Re: Lose Access to LDAP > All Hosts/Servies Down

Post by warnox »

rkennedy wrote:This shouldn't have affected nagios at all. I wonder if there was some sort of loop that happened causing resources to diminish which then caused issues with Nagios?

Are you using WMI checks at all? Do you have any log files available from that time you could share?
That's what I thought too, as LDAP has nothing to do with Nagios executing host checks. The only other thing is that the LDAP server was also a DNS server but the Nagios CentOS box definitely has a secondary DNS server configured which remained online.

What logs are you looking for? Happy to post them.
rkennedy
Posts: 6579
Joined: Mon Oct 05, 2015 11:45 am

Re: Lose Access to LDAP > All Hosts/Servies Down

Post by rkennedy »

Can you post your /usr/local/nagios/var/nagios.log file, and also your /var/log/httpd/error_log for us to take a look at? (paths may vary depending on your setup.)
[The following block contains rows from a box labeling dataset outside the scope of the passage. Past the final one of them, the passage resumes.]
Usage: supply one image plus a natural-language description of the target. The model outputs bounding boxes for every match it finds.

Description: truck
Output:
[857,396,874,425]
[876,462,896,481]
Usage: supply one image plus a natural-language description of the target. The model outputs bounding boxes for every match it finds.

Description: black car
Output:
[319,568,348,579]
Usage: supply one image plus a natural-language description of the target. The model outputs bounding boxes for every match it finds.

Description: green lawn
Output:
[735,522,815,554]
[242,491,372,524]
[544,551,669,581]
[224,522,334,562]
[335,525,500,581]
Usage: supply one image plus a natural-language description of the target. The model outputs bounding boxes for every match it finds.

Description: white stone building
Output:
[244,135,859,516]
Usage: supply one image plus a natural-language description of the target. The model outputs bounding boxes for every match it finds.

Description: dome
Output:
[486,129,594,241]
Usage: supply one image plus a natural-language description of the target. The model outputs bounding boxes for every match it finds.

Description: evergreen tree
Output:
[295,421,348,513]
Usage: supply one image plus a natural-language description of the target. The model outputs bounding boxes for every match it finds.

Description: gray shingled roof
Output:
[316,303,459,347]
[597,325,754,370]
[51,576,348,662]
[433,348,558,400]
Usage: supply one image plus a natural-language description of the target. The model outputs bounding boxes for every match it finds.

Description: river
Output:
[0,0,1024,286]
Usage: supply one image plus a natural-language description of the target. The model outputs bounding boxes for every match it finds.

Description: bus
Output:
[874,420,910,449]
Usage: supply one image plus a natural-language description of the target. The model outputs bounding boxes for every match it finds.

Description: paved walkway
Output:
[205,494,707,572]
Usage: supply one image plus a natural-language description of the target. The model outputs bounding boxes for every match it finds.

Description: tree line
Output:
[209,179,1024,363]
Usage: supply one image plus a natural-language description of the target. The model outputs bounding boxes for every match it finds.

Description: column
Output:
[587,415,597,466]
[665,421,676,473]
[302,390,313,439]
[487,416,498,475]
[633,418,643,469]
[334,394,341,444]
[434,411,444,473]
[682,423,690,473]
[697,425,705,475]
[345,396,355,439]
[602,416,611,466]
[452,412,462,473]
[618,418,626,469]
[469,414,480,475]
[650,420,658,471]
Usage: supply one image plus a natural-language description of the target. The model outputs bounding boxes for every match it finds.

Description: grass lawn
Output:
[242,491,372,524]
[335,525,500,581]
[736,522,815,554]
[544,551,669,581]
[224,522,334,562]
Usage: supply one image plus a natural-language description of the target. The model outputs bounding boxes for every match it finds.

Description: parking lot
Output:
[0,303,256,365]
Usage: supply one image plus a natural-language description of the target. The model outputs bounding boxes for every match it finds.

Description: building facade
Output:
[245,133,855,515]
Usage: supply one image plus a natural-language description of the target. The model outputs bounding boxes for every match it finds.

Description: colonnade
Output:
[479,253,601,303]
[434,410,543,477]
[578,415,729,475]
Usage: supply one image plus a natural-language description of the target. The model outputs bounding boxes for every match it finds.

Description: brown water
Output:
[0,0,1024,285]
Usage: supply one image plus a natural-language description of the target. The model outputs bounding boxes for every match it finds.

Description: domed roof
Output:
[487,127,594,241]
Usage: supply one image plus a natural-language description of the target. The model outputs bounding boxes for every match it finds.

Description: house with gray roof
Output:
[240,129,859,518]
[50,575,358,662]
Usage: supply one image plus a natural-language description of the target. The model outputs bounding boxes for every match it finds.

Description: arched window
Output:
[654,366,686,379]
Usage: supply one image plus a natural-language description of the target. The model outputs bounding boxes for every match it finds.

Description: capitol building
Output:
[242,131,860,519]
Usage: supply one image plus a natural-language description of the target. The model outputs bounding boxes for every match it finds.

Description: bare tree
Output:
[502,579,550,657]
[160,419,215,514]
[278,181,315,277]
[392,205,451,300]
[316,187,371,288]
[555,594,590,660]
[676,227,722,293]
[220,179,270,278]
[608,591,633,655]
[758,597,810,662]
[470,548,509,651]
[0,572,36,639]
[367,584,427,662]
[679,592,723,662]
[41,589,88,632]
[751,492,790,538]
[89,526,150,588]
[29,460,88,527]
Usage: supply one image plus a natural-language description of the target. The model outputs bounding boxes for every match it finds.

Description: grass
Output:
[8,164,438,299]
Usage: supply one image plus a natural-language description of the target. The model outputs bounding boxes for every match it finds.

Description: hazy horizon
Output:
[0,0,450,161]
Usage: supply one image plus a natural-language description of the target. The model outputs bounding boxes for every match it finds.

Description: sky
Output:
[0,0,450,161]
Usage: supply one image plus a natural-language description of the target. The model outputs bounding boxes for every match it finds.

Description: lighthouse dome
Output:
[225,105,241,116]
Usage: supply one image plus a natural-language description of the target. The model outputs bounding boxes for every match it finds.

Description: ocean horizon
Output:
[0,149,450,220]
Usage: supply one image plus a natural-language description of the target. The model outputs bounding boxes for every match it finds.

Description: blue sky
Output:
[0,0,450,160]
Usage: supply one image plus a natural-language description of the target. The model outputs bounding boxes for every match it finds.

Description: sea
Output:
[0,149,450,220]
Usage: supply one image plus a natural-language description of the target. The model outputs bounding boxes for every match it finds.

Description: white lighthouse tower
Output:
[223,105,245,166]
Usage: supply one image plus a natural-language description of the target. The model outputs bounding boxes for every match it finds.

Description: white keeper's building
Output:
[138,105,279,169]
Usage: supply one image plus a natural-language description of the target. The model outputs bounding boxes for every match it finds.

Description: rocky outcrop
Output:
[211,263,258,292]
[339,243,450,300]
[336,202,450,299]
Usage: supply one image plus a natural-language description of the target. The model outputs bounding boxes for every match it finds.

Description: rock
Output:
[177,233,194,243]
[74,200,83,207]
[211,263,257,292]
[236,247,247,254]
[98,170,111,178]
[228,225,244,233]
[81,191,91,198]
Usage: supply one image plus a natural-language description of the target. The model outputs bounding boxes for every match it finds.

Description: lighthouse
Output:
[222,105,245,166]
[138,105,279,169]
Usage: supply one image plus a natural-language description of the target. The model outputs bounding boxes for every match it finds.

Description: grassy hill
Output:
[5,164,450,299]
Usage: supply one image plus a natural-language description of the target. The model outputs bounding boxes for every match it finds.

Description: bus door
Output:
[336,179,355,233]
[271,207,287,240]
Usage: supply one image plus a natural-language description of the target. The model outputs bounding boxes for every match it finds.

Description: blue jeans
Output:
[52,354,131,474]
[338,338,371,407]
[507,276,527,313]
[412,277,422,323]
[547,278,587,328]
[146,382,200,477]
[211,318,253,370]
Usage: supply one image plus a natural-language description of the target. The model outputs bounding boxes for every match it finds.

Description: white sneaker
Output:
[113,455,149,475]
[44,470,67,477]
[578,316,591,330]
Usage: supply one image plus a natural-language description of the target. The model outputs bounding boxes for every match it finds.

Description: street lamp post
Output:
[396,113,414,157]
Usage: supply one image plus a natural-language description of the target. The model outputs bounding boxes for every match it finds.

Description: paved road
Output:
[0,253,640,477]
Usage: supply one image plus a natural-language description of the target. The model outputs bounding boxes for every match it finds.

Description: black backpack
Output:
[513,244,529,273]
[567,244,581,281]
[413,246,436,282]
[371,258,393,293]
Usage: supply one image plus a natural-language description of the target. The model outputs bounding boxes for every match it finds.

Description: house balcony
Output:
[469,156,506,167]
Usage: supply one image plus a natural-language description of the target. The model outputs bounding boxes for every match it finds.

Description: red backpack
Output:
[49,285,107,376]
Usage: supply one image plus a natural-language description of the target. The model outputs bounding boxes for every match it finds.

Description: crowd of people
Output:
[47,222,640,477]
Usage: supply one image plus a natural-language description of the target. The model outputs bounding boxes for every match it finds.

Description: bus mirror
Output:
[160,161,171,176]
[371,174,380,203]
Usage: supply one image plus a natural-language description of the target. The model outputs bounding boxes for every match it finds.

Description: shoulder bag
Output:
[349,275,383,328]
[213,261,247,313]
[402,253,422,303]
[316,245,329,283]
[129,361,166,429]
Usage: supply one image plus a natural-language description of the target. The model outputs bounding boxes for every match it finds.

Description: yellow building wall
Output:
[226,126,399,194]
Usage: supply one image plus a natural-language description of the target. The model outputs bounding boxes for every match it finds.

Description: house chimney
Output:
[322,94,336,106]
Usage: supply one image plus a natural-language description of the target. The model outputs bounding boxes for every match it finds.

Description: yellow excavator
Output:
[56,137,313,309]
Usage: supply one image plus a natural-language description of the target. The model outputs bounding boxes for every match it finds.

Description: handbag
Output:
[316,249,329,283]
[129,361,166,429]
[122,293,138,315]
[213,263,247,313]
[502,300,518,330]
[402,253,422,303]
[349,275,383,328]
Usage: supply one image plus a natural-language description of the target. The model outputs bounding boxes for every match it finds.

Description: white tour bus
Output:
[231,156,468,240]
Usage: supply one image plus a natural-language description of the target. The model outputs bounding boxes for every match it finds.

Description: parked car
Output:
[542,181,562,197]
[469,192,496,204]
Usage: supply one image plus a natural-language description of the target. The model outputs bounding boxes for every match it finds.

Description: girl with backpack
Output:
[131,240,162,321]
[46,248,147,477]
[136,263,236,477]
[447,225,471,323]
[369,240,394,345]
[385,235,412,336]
This should be a good start.
Former Nagios Employee
warnox
Posts: 39
Joined: Thu Nov 20, 2014 5:22 am

Re: Lose Access to LDAP > All Hosts/Servies Down

Post by warnox »

rkennedy wrote:Can you post your /usr/local/nagios/var/nagios.log file, and also your /var/log/httpd/error_log for us to take a look at? (paths may vary depending on your setup.)

This should be a good start.
Is there anything in particular you're looking for? Just because these files contain potentially sensitive data.
rkennedy
Posts: 6579
Joined: Mon Oct 05, 2015 11:45 am

Re: Lose Access to LDAP > All Hosts/Servies Down

Post by rkennedy »

Any / all kind of errors that may be related to LDAP. Feel free to PM it over if you'd like to keep it private.
Former Nagios Employee
warnox
Posts: 39
Joined: Thu Nov 20, 2014 5:22 am

Re: Lose Access to LDAP > All Hosts/Servies Down

Post by warnox »

rkennedy wrote:Any / all kind of errors that may be related to LDAP. Feel free to PM it over if you'd like to keep it private.
Sorry for the delay. I've checked nagios...log files for the date and there are no lines that contain "LDAP" anywhere.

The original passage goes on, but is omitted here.